Farm output climbed 4.6 per cent while activity in the jobs-generating construction sector increased by 6.6 per cent.

Contraction in manufacturing 

The big disappointment was the manufacturing sector that fell 4.3 per cent year-on-year. Mining also slid. “The contraction in the manufacturing sector is worrying. The manufacturing sector has continued to suffer from high raw material prices and the uneven recovery in demand. This was also reflected in the decline in profit margins of corporates in the second quarter, says Rajani Sinha, CARE Ratings chief economist. 

But Sinha says that the recent fall in global commodity prices “should provide comfort to the manufacturing sector in the coming quarters” and help the sector pick up momentum. 

Risks of inflation means the central bank will likely hike the benchmark interest rate by 50 basis points at its meeting this month and another 35 basis points in February, to hit a peak of around of 6.75 per cent, economists say.

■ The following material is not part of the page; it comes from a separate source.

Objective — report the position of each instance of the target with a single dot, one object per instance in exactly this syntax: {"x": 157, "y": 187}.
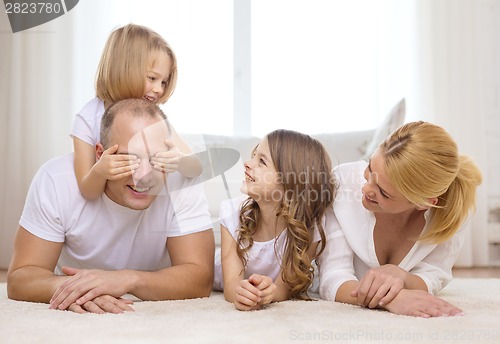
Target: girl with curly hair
{"x": 270, "y": 239}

Economists expect rates to start falling in 2024. The trend-setting repurchase rate known as the repo stands at 5.9 per cent now.

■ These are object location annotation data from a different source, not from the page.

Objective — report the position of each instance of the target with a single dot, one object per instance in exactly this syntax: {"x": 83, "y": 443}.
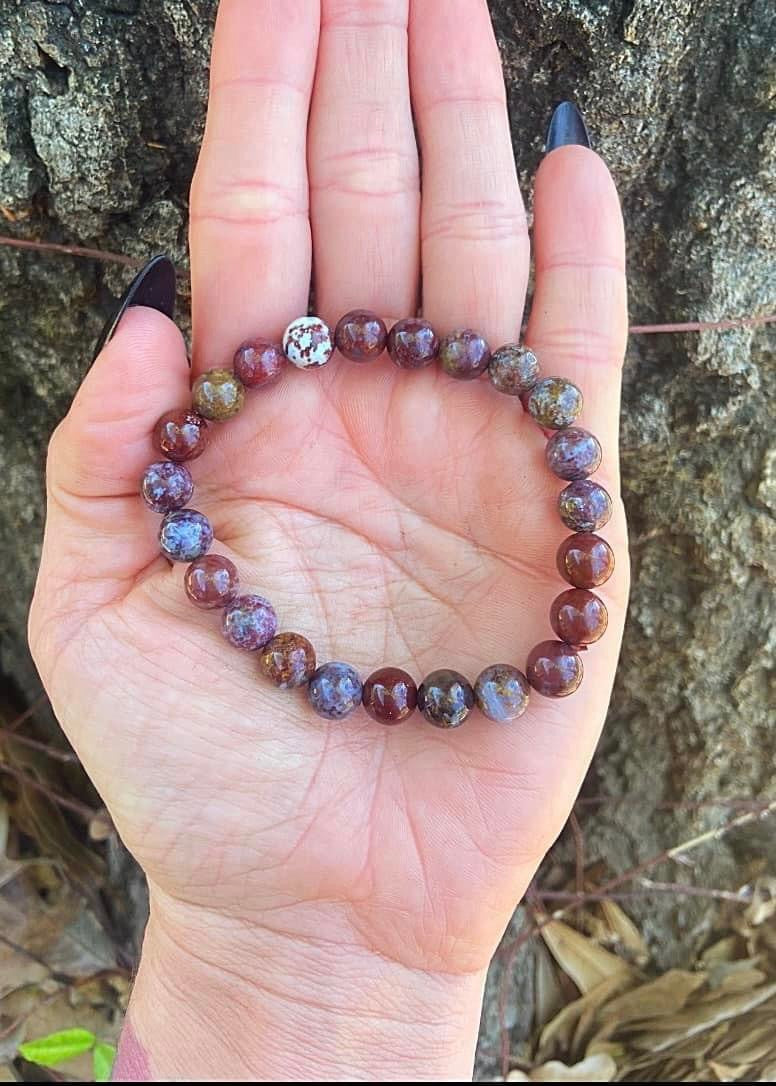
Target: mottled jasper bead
{"x": 166, "y": 485}
{"x": 412, "y": 343}
{"x": 217, "y": 394}
{"x": 250, "y": 622}
{"x": 258, "y": 363}
{"x": 584, "y": 506}
{"x": 513, "y": 369}
{"x": 554, "y": 669}
{"x": 579, "y": 617}
{"x": 180, "y": 434}
{"x": 501, "y": 693}
{"x": 185, "y": 534}
{"x": 390, "y": 695}
{"x": 445, "y": 698}
{"x": 463, "y": 354}
{"x": 212, "y": 581}
{"x": 335, "y": 690}
{"x": 555, "y": 403}
{"x": 288, "y": 660}
{"x": 585, "y": 560}
{"x": 307, "y": 342}
{"x": 360, "y": 336}
{"x": 573, "y": 453}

Growth likely to slow next year 

Growth next year looks set to slow to around 6 per cent, economists say. It could stay at that 6 per cent level for some years. The International Monetary Fund says India’s growth potential in the next five years has slipped to 6.2 per cent from an earlier estimate of up to 7 per cent.

For calendar 2023, Goldman Sachs is projecting expansion will slow to 5.9 per cent. “Growth will likely be a tale of two halves, with a slower first half as the reopening boost fades, and monetary tightening weighs on domestic demand,” says Goldman Sachs economist Andrew Tilton. “In the second half, growth is likely to re-accelerate as global growth recovers,” he said.